But we think there was error prejudicial to the defendant in permitting Mr. Crego, upon his evidence in chief, to testify to the discovery of shortage in Dickie’s accounts generally to the amount of about $2,775. This was doubtless admitted upon the question of fraudulent intent, but it had no just bearing upon that question. It simply tended to show that Dickie was a faithless cashier, and that for an indefinite period he bad been robbing his employers. But under this indictment the fraudulent intent was confined to the particular forgery charged, and that depended, not at all upon Dickie’s past misconduct in other matters, but largely upon the purpose with which he obtained the $225 in question. The methods resorted to by Dickie to procure this $225, the insertion of the word “currency” in the check, the fact that no entry of it appeared in the check-book or in the cash-book, that it was not used in whole or in part for the business, that it was not accounted for in the cash entries of the day when the money was obtained, and his flight almost immediately after the transaction, were all admissible upon the question of intent. But past larcenies by means of false entries or fraudulent misappropriation of other moneys intrusted to his keeping were'surely not admissible. The proof was not even of offenses of the same nature, committed at the same time, tending toi show a general purpose to misappropriate the employers’ moneys by similar means. Indeed, this particular check seems to have been the only one which Dickie used contrary to his instructions; for the following question was put to Mr. Crego, and the following answer given: “Question. The question of the juror is, taking the check-book, and adding together all the checks, and comparing them with the vouchers, including those that have not been returned, how does your bank-account stand? Answer: There was a difference of this check of $225, and that only.”

Other points are made by the appellant which we need not consider; but, as the case will probably be tried again, we ought to say that the observation made by the learned judge to the defendant with regard to a certain book was one which was likely to affect the minds of the jury. The observation was as follows: “You know that you kept that book; you know perfectly well what you kept it for; you know perfectly well what it represents,-—probably not absolutely and definitely; you could give such information, if you meant to. There is no doubt in my mind.” This was, in effect, a judicial expression against the candor of the defendant, which in a balanced case might turn the scale against him.
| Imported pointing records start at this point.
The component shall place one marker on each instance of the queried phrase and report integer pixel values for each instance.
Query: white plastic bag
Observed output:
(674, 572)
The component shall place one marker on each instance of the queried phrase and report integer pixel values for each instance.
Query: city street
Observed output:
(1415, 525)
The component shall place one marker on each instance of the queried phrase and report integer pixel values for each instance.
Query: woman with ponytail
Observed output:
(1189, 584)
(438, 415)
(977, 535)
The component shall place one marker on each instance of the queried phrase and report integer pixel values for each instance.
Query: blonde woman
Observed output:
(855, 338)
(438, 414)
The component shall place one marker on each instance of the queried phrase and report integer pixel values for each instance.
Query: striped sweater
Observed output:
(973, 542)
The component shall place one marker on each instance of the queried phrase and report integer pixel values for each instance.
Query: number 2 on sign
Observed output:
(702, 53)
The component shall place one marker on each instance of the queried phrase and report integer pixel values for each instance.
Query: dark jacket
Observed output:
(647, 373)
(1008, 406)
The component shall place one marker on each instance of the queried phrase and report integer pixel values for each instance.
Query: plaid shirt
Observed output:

Standing alone, and in view of all the facts in this case, we do not think it would be sufficient to justify the granting of a new trial; but it would certainly have been better had the observation been turned into á question, and the defendant asked why, if he kept the book, and was necessarily familiar with its contents, he could not give the information called for. Upon the point secondly considered, however, the conviction and judgment should be reversed, and a new trial granted.

Andrews, J., concurs in the opinion of Mr. Justice Barrett.






Concurrence Opinion

Van Brunt, P. J.

It seems to me, from an examination of this record, that the defendant was convicted, really, because of a larceny, although in-*55dieted for forgery; and, as there must be a new trial, it may not be without profit to consider one point in the case. I think that the defendant’s story that he had authority to fill out the check in question, and that it is not true that the only authority to fill out these checks was to pay the bills of two consignees and those of transportation companies, is very strongly supported by the fact that the check for $100 has never appeared, and does not appear to have ever been used, and that the check for $225 in question was really filled out for the purposes testified to by the defendant. The complainant admits that the necessary disbursements paid by the defendant on that day were greater than the amount of the $100 check, and the only money that he had to pay them with, so far as appears by the evidence, was the proceeds of the $225 check. It is true it is stated that the defendant had access to the money drawer, but there is no evidence that on this day it contained one cent of money. It is not by any means a clear case, and the story of the complainant is, to say the least, in some of its aspects, somewhat extraordinary. 1 concur in result.